Há muitas maneiras de viver. A fingir, a olhar para o lado, a olhar para o umbigo, a olhar para os pés ou para as nuvens, com medo, com poder, humilhado, triste, depressivo, alegre, divertido, contando histórias, milhares são as maneiras de viver a vida. Acho que já passei por elas quase todas e de cada vez, é sempre uma novidade.
Se me perguntar como estou agora a viver a minha vida, diria: com medo, a não permitir-me viver, a não permitir-me ser feliz, a não permitir-me nada senão trabalho-casa-trabalho-casa ou antes casa-trabalho-trabalho-casa.
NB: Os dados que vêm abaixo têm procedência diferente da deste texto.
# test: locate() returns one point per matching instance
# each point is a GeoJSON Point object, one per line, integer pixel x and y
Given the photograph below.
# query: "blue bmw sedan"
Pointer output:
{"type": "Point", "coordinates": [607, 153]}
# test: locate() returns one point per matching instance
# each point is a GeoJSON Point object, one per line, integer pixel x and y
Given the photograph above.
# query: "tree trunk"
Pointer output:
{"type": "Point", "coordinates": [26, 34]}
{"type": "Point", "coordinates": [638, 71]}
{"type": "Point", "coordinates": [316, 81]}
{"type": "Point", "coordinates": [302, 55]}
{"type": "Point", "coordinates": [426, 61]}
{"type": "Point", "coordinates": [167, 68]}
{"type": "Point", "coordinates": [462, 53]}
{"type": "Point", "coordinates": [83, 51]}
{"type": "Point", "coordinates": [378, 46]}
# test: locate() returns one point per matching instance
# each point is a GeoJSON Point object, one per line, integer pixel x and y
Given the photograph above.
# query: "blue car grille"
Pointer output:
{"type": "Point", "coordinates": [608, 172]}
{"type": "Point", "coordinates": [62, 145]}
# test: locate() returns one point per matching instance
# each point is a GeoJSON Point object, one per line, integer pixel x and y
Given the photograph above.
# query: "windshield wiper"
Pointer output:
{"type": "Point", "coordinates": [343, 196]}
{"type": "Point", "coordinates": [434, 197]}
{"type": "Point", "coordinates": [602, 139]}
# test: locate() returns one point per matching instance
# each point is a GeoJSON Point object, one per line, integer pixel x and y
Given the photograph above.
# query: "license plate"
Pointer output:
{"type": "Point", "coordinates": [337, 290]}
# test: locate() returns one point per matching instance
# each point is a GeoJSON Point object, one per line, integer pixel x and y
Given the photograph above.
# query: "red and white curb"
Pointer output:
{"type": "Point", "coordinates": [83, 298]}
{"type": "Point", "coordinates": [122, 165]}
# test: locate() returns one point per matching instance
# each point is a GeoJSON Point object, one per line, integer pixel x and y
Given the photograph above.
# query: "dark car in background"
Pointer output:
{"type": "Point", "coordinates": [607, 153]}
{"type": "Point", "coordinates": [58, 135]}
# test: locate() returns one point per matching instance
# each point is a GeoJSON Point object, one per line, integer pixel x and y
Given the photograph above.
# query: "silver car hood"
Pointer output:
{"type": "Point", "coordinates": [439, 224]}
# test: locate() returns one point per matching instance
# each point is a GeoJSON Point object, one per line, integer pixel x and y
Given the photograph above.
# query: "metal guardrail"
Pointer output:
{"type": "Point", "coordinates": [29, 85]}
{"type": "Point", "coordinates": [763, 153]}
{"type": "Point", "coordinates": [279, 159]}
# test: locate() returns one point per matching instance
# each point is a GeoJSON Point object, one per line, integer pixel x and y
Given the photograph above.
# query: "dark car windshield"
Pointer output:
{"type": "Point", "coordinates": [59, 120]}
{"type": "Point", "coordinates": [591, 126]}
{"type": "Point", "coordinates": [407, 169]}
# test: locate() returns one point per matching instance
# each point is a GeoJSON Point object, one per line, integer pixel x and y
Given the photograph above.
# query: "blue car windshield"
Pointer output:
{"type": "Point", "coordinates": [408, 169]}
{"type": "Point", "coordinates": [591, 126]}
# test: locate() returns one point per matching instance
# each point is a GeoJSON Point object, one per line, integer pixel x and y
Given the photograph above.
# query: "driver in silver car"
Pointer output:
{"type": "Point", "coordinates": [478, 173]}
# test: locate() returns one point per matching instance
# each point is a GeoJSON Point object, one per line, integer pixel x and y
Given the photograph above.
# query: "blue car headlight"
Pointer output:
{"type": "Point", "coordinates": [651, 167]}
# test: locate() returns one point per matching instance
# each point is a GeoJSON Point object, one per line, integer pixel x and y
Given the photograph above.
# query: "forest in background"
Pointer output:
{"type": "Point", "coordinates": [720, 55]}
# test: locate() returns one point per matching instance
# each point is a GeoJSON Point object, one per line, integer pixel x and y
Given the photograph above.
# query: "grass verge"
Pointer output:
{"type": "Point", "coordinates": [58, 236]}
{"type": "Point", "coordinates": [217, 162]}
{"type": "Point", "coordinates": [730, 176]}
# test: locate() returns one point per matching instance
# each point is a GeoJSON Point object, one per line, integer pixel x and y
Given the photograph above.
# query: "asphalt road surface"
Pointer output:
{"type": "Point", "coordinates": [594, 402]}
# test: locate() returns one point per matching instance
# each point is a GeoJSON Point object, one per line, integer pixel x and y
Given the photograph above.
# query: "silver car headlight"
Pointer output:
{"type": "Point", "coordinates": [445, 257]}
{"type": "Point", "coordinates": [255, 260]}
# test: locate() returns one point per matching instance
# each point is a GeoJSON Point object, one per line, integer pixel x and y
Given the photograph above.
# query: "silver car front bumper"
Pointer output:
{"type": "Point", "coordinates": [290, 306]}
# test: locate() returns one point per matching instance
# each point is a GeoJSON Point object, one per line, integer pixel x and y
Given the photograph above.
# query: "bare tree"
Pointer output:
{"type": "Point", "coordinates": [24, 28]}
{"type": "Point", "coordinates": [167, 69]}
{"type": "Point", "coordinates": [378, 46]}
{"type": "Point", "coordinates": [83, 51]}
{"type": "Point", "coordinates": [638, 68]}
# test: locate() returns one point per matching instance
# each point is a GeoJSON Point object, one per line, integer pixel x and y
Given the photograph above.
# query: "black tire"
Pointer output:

Dei comigo a ter consciência desta realidade e assustei-me. E ter consciência é obra, dói que se farta. Olhei para trás no tempo e encontrei os olhos de minha mãe:
- Filha que andas a fazer?
- Nada, não vês que trabalho muito!
- Sei que sim, mas chegas a casa e não fazes nada!!!!
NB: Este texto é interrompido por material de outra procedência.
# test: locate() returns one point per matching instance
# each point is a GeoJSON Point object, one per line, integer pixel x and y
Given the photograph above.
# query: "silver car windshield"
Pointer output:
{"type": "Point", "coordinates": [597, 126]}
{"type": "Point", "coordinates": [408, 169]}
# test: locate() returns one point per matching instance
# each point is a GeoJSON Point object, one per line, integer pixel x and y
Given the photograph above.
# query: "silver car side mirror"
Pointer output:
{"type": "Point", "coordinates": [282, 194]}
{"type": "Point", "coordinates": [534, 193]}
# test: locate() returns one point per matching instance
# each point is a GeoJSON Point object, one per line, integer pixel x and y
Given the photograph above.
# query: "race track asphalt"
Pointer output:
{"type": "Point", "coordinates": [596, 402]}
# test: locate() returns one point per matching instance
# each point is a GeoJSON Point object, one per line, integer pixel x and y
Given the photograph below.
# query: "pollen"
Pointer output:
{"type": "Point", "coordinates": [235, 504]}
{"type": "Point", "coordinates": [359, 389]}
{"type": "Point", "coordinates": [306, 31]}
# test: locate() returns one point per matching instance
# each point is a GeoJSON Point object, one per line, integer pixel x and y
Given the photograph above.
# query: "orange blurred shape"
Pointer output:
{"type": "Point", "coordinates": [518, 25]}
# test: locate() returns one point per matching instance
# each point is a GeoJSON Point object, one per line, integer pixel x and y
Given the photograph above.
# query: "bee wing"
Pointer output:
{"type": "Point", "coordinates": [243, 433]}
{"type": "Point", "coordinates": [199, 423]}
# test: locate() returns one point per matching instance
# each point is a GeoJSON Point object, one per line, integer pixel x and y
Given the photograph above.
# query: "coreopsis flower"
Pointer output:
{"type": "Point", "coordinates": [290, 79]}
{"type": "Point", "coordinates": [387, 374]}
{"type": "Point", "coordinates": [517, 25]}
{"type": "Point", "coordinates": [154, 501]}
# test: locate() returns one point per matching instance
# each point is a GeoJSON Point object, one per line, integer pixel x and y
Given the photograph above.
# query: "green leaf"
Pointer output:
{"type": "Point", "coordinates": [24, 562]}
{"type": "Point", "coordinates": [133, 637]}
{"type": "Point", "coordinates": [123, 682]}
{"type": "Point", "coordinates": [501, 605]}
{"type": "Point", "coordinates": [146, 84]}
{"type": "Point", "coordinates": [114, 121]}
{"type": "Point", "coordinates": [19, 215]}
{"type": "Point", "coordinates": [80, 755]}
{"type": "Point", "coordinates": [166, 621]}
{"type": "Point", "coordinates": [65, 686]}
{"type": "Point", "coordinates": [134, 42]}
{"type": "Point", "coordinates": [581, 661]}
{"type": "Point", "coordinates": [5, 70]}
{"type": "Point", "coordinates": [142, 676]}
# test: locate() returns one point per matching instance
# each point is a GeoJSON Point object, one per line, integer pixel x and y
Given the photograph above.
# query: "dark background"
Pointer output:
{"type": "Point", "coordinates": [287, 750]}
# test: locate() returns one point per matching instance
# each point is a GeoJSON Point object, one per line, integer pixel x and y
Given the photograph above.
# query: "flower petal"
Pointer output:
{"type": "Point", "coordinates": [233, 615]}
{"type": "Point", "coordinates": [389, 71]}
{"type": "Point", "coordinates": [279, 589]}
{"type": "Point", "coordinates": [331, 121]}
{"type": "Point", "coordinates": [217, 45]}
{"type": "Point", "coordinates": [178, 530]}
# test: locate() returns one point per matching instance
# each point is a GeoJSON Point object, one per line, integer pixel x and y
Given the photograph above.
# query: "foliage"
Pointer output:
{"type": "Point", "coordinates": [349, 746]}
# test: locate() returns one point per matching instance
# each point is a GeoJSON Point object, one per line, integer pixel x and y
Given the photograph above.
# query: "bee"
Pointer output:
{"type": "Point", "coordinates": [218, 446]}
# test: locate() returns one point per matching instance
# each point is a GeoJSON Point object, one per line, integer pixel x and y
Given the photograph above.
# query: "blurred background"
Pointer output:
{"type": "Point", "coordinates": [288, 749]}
- Não me sinto com forças, não vês o meu cansaço?
- Vejo e sinto uma grande tristeza por te ver assim; esperava que fosses mais forte, mais enérgica, que esperas para acabar a blusa da tua filha que começaste há tanto tempo, quando ela foi para a Faculdade, não foi?
- Foi nessa altura, mas sabes que só faltam as mangas e pouco mais, e não tenho a agulha de cozer as lãs!
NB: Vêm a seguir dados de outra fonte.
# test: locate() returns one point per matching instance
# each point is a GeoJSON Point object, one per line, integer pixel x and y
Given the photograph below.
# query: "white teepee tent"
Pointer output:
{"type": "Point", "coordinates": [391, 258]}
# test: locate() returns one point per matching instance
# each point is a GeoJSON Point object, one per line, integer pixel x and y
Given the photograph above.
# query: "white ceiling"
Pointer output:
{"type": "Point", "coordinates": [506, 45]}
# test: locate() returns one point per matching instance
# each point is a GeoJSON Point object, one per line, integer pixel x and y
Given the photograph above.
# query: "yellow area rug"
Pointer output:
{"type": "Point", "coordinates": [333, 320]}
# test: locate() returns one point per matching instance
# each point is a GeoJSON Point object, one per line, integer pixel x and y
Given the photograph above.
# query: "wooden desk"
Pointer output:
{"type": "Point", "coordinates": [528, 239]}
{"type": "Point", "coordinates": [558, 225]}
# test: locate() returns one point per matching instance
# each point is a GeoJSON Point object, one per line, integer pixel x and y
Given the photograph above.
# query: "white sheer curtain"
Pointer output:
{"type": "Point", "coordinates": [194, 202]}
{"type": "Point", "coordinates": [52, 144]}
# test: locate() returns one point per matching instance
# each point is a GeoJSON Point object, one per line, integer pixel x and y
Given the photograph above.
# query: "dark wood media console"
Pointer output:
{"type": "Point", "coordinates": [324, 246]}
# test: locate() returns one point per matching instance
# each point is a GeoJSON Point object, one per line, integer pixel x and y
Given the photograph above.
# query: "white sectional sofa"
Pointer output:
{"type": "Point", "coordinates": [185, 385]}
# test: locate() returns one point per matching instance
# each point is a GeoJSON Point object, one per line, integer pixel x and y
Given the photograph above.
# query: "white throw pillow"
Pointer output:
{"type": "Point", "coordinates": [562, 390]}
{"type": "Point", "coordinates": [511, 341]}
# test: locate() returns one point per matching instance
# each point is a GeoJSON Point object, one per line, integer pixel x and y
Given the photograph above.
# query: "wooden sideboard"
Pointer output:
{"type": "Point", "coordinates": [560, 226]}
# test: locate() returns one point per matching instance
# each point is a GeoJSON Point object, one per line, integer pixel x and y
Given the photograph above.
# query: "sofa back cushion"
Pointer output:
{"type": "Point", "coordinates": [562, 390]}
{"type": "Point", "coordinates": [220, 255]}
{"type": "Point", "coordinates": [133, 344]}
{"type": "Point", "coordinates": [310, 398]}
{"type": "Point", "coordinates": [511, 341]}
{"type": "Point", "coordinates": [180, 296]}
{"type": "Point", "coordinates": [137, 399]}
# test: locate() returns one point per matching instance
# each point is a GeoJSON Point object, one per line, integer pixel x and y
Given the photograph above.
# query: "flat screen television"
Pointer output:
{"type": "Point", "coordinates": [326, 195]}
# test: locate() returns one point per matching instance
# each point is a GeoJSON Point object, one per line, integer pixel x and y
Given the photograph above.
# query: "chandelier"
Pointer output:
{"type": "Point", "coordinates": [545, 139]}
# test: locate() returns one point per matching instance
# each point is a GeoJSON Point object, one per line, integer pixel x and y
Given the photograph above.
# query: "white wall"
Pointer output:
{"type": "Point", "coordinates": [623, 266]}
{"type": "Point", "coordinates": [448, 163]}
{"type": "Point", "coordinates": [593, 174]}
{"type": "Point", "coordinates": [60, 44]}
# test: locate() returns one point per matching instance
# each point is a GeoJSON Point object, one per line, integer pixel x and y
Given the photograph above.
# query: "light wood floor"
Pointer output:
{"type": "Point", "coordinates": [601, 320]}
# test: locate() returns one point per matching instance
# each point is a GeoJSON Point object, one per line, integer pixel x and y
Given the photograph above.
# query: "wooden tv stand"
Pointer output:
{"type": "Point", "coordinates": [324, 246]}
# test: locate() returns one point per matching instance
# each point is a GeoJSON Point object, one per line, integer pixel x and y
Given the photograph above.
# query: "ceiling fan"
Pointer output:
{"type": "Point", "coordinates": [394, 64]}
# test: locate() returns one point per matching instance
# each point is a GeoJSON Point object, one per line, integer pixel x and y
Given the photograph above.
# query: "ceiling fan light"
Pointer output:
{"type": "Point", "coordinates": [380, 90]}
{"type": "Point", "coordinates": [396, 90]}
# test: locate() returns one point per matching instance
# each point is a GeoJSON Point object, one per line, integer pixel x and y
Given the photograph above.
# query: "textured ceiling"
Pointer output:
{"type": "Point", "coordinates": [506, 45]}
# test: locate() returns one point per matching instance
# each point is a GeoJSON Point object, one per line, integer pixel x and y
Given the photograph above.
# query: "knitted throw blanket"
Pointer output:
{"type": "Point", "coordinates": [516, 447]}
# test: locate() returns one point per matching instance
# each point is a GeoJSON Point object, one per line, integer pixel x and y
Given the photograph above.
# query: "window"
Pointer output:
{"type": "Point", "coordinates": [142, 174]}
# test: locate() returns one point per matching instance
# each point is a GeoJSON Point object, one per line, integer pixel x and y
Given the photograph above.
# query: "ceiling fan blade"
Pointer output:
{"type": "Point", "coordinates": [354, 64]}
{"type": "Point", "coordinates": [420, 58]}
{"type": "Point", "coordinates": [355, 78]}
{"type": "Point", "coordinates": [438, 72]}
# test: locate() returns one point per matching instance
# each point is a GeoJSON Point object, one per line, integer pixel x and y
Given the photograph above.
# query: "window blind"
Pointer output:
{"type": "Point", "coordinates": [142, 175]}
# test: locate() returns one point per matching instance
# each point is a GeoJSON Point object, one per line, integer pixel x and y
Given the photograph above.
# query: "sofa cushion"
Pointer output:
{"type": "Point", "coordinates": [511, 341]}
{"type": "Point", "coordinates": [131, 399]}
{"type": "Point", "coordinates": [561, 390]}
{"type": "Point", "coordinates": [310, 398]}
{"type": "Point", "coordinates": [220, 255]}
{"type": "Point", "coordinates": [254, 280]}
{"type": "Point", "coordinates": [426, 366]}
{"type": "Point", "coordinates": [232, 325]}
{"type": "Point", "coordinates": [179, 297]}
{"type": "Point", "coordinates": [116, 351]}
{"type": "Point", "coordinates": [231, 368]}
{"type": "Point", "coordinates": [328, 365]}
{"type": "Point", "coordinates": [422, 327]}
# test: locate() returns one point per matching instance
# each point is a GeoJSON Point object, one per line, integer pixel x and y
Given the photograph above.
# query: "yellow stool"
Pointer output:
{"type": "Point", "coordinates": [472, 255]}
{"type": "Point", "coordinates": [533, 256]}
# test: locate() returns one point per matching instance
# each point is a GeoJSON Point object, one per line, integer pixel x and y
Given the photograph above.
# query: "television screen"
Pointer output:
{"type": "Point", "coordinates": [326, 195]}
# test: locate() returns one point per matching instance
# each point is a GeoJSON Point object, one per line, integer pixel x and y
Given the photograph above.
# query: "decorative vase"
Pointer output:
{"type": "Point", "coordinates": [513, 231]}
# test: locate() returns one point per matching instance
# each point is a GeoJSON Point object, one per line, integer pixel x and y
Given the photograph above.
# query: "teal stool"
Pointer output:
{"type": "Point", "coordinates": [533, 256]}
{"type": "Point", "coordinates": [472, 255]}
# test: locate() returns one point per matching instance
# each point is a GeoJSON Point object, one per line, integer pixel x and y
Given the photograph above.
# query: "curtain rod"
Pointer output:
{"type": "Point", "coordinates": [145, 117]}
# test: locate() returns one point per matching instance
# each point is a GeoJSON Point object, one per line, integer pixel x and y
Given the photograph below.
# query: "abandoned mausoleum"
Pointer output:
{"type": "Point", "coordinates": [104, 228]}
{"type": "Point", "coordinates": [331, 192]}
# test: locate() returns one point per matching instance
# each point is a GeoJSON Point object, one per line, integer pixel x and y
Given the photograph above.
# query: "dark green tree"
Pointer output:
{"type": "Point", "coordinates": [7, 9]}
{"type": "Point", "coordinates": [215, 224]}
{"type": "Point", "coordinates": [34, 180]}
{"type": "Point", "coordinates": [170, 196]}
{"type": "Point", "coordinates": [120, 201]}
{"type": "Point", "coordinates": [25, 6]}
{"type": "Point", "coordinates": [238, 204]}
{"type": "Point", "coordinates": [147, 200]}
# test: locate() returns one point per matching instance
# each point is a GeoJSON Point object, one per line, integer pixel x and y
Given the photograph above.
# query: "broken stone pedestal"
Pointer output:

- Desculpas, não faças isso contigo. Compra a agulha e termina a blusa. Começa qualquer trabalho, não fiques a ver televisão, a fingir que lês o jornal ou a jogar no telemóvel, não gosto nada de te ver assim!!!! Sabes que não te faz bem à cabeça, não faz bem à alma, não faz bem a nada.
- Sei disso minha mãe, mas tu fazes-me falta, tanta falta, não tenho ninguém com quem conversar, Joana. Se ao menos pudéssemos falar de vez em quando, minha mãe as saudades que tenho tuas! Nunca me tinhas dito que um dia ia ser a tua vez de partir, não estava nos nossos planos esta separação, esta loucura de saudades que me impedem de ver com a clareza que tu sempre me ensinaste e que sempre tentei seguir e ensinar às filhas. Sinto-me órfã sabendo no meu coração que o não sou, estou sem rumo!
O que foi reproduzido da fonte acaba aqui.